M. Dubé rappelle que c'est d'ailleurs grâce aux enseignements du disparu qu'il avait pu se rapprocher de son père, lors d'une rencontre très émotive. «Je lui avais demandé s'il m'aimait. Je l'avais l'embrassé. Il m'avait rendu un baiser d'une telle tendresse... À sa façon, [mon père] était un homme de sa génération qui n'avait jamais appris à exprimer ses émotions.»
«Beaucoup de gars sont très touchés [par sa disparition]. Il laisse énormément. J'espère que sa mort va entraîner une relecture de son oeuvre.»
Livres marquants
Le Réseau Hommes Québec, qui compte 27 groupes à travers le Québec, a été fondé par Guy Corneau il y a 25 ans, dans la foulée du succès de son best-seller Père manquant, fils manqué, traduit dans une dizaine de langues. Parmi ses autres ouvrages, citons La guérison du coeur, L'amour en guerre et Le meilleur de soi, qui ont tous connu du succès ici et à l'étranger. Le disparu avait également touché au théâtre dans les dernières années.
«J'ai eu mon premier contact avec lui vers 1995, se souvient M. Dubé. Il est souvent venu à Saint-Georges [de Beauce]. Sa première conférence avait attiré plus de 600 personnes. J'ai aussi organisé des tournées avec lui sur le territoire de Chaudière-Appalaches.»
Mettre des mots sur les sentiments
«On doit beaucoup à Guy Corneau. Il a aidé beaucoup d'hommes à se connecter à leurs émotions», témoigne Serge Lépine, membre du comité de coordination du RHQ de la capitale nationale.
«Je me suis impliqué dans le réseau après le décès de mon épouse. J'ai été impressionné d'y découvrir des hommes capables de mettre des mots sur leurs sentiments et de les partager. Tranquillement, j'ai moi aussi appris à me connecter davantage à mes émotions. C'est toute une job...», poursuit le septuagénaire, père de trois garçons.
Coordonnateur régional au RHQ de la capitale nationale, Vincent Perreault se souvient d'avoir découvert Guy Corneau lors de ses collaborations avec Jeannette Bertrand, à l'émission Parler pour parler
«À l'époque, je vivais un moment de solitude. Je me suis dit que le réseau pouvait être un bon véhicule pour m'aider. J'y ai appris à développer ma confiance en moi et à développer une intimité avec d'autres hommes, à parler d'autre chose que de chars. Moi aussi, j'ai eu un père absent, mais j'ai réussi à surmonter cela avec mes pairs.»

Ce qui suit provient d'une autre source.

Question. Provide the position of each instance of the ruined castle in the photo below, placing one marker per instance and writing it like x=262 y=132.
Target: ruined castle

De l'avis de M. Perreault, «l'aura [de Guy Corneau] aura permis d'assurer la pérennité du Réseau Hommes Québec.»
Sauvé par son père
Originaire de Saguenay, Guy Corneau a longtemps combattu un cancer à un stade avancé, une expérience qui l'avait inspiré pour écrire son livre Revivre! Il a également souffert pendant une bonne partie de sa vie de colite ulcéreuse, une maladie inflammatoire de l'intestin.

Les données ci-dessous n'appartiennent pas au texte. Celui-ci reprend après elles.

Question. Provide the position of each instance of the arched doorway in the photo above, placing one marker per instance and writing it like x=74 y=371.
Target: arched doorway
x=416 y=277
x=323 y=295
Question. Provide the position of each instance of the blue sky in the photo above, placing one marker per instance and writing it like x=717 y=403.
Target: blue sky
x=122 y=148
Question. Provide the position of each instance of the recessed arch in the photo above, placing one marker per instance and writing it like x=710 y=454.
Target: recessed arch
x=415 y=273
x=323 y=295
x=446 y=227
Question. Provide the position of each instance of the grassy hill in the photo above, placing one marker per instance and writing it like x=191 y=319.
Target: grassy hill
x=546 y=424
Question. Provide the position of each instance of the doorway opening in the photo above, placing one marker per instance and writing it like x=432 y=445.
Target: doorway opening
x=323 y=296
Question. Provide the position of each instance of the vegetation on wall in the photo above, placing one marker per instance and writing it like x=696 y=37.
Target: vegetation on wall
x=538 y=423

À cet égard, Guy Dubé rappelle une anecdote, déjà rendue publique par le disparu dans l'un de ses livres. Affaibli par un jeûne prolongé dans un centre spécialisé, dans le but de vaincre sa maladie, Corneau avait eu la surprise de voir son père débarquer pour venir à son secours in extremis. «T'as peut-être fait de moi LE père manquant du Québec, mais ce n'est pas vrai que je vais te laisser ici, lui avait-il dit.»
Maladie auto-immune
La mort de Guy Corneau survient à peine deux semaines après celle de sa soeur, Joanne, 64 ans, la célèbre artiste peintre connue sous le nom de Corno, décédée au Mexique où elle s'était rendue pour recevoir des traitements pour un cancer.
Le décès de Guy Corneau a été confirmé par son ex-femme, Sophie Andrieu, dont il était resté très proche. Selon Radio-Canada, il s'est éteint des suites d'une maladie auto-immune, à Montréal, entouré de ses parents et amis. Il laisse dans le deuil son fils de 5 ans, sa mère Cécile et sa soeur Line.